Essar Ports' coal terminal development project at Paradip Port - held up since last two years due to a pending State Forest Clearance - is now likely to move forward.
The State forest clearance has come through recently, said Government sources in the know.
Based on this, the Central Government's forest clearance - to be given by the Ministry of Environment and Forest - will now be processed.
In November 2009, Essar Ports signed the concession agreement to develop the 14 million-tonne-a-year capacity coal handling terminal in Paradip Port.
HIGHER COST
“Though the construction cost is hedged, the total project implementation cost for Essar Ports will be higher on account of higher interest during construction costs with interest rates touching 13 per cent,” Mr Rajiv Aggarwal, Managing Director, Essar Ports, told Business Line .

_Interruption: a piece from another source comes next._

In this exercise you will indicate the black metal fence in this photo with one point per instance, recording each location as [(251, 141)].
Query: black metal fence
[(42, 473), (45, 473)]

The construction cost for Essar Ports will not go up because of this delay as it has already entered into fixed price, rupee-denominated contracts, with Essar Projects, another Group company. But, the interest during construction (IDC) cost will have to be borne by Essar Ports.
The company - which is also implementing another project at Paradip port - mechanisation of dry bulk terminal - expects to complete the project by April.
A 20-million-tonne-a-year project at Western port of Salaya is also awaiting the State Government's forest clearance.
On whether the recent rupee depreciation has impacted the company's revenues, Mr Aggarwal replied in negative. He said that revenues for all their earnings are rupee denominated. The only exception to this yet to be operational Salaya, where the revenues will be dollar denominated.
Essar Ports - through operations at Vadinar and Hazira - gets most of its revenues from Group companies.
It aims to increase the share of revenues from third-party players over the next few years. Revenues from third-party players - currently at two-three per cent total revenue - is expected to touch 25 per cent by 2015.